Where the molten rock from the hot mantle penetrates upwards, the earth’s crust can break open. Lava then flows out and becomes new crust. This mainly happens where the plates of the lithosphere adjoin each other, such as at the mid-ocean ridges.
In Iceland, for example, these plate boundaries are clearly visible: Cracks and furrows run through the earth’s crust here, where the Eurasian and North American plates drift away from each other. There is also a plate boundary in the Mediterranean region. Because the African plate is pressing against the Eurasian plate here, there are many volcanoes and earthquakes in Italy.
The crust is covered by the soil. The soil of the land masses forms from weathered rock and the remains of animals and plants. The seabed, on the other hand, develops from deposits such as clay and the sunken remains of marine organisms. On the coasts, the seabed also consists of deposited debris that has been eroded from the mainland and washed into the sea.
How is the earth constructed?
In the beginning, the young Earth was a hot ball of molten matter. All the components were initially well mixed, just as they were distributed when the earth was formed: Metals, rocks, trapped water and gases and much more – a big mess.
But over time this changed: the heavier substances sank downwards to the centre of the earth – especially metals. Rocks, on the other hand, were somewhat lighter and rose upwards, the lightest ones to the earth’s surface. There they slowly cooled and solidified.
This is how the earth’s material separated into the three spherical layers we know today. You can imagine the structure of the Earth like a peach: on the outside is a wafer-thin “shell” of light, solid rock – the Earth’s crust. On average, it is only 35 kilometres thick.
Beneath the crust is the “flesh” – the almost 3000 kilometre thick mantle of heavy viscous rock.
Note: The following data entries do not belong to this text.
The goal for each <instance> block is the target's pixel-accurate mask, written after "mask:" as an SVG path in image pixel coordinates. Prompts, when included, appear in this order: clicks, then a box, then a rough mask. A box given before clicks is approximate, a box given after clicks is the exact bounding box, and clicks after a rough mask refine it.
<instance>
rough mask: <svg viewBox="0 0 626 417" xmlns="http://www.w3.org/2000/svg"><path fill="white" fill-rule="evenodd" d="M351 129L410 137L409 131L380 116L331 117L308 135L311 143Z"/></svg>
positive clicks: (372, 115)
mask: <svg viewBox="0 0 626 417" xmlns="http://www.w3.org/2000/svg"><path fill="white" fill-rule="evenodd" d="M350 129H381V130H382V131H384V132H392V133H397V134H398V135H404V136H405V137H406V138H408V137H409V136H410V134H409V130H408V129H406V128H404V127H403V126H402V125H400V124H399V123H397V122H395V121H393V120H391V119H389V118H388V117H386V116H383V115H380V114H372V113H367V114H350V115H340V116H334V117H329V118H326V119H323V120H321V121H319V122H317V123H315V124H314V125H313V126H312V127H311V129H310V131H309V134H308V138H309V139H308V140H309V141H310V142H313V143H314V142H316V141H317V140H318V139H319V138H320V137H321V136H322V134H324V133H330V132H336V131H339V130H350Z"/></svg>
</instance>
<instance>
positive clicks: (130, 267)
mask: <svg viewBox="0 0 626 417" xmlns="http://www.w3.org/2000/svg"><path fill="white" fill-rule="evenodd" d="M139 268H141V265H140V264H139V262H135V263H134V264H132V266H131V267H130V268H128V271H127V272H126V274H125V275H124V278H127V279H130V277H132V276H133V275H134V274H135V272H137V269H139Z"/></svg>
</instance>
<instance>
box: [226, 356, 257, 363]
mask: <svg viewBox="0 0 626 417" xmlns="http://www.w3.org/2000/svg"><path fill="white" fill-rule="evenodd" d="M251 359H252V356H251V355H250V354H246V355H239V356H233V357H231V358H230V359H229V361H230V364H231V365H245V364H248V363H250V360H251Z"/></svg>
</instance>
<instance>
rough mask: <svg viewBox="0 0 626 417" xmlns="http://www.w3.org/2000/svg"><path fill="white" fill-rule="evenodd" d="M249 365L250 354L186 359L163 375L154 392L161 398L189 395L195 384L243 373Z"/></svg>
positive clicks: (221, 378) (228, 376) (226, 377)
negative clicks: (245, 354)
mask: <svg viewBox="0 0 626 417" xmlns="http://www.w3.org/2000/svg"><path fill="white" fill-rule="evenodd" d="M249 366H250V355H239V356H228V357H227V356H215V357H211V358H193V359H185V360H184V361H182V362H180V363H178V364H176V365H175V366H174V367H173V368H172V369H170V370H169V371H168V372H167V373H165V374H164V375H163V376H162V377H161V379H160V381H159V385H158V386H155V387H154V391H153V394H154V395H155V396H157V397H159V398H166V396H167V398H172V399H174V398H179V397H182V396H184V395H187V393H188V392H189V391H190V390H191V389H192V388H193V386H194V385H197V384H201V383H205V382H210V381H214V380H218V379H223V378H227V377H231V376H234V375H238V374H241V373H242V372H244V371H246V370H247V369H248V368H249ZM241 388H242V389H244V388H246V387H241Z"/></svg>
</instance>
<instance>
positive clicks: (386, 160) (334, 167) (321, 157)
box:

And inside the earth lies the earth’s core made of the metals iron and nickel.
The Earth’s core itself initially consists of an outer layer about 2200 kilometres thick, the outer core. It is over 5000 degrees Celsius hot there, so the metal is molten and as thin as mercury.
On the very inside is the inner core, somewhat smaller than the moon. At over 6000 degrees Celsius, it is even hotter than the outer core – but surprisingly solid. This is because with increasing depth, not only the temperature rises, but also the pressure. The outer layers that weigh on the Earth’s core compress its material so unimaginably strongly that it cannot liquefy.
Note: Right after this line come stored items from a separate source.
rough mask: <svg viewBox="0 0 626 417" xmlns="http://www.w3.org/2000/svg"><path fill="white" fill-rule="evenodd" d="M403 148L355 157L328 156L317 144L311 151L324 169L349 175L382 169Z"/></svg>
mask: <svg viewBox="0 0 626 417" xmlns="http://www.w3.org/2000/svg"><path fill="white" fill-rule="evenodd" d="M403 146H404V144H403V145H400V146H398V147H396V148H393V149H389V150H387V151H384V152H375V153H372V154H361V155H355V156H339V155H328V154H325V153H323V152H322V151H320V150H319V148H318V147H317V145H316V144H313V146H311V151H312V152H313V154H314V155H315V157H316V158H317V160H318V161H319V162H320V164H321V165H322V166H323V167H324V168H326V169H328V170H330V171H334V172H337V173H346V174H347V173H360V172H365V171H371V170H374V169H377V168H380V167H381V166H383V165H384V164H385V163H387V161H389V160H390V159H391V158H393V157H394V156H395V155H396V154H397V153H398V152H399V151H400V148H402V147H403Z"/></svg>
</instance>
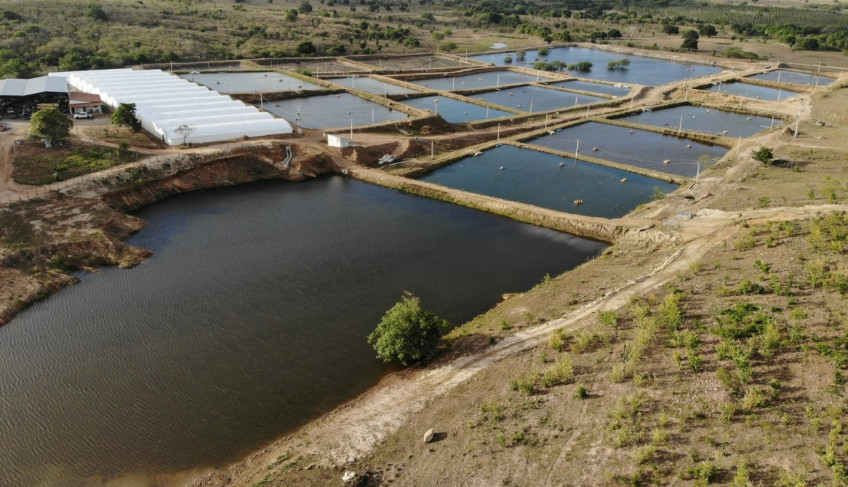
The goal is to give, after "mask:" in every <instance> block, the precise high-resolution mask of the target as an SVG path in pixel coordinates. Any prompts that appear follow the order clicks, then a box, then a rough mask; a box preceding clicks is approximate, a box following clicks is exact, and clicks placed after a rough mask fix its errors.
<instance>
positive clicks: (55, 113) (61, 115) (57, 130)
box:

How do we know how the earth is constructed?
We can fly to the moon, but a journey to the centre of the earth will always remain science fiction. At a depth of just a few kilometres, any drilling rig becomes soft because it cannot withstand the enormous pressure and high temperature. Nevertheless, researchers know very precisely how the earth is structured – but how?
Similar to an X-ray machine, geologists can look inside the earth without having to cut it open. Their “X-rays” are earthquake waves: When there is a strong tremor in one place, the vibrations spread through the entire body of the earth, similar to sound waves in the air.
However, these waves do not always travel at the same speed: in dense and hard material, the vibrations are transmitted faster than in lighter and softer material. If they encounter a layer of rock with a higher density, they can also be refracted or reflected back, like rays of light on a pane of glass. And some waves can only travel in solid or viscous materials and cannot pass through liquids at all.
When the earthquake waves finally arrive on the other side of the world, they are recorded by a worldwide network of highly sensitive measuring devices called seismographs. From the patterns in these diagrams, researchers can read the type of waves and their speed, and trace the waves’ path through the globe.
In this way, the researchers learn a lot about the Earth’s interior – for example, at what depth there are layers of rock or metal and whether they are solid, viscous or thin.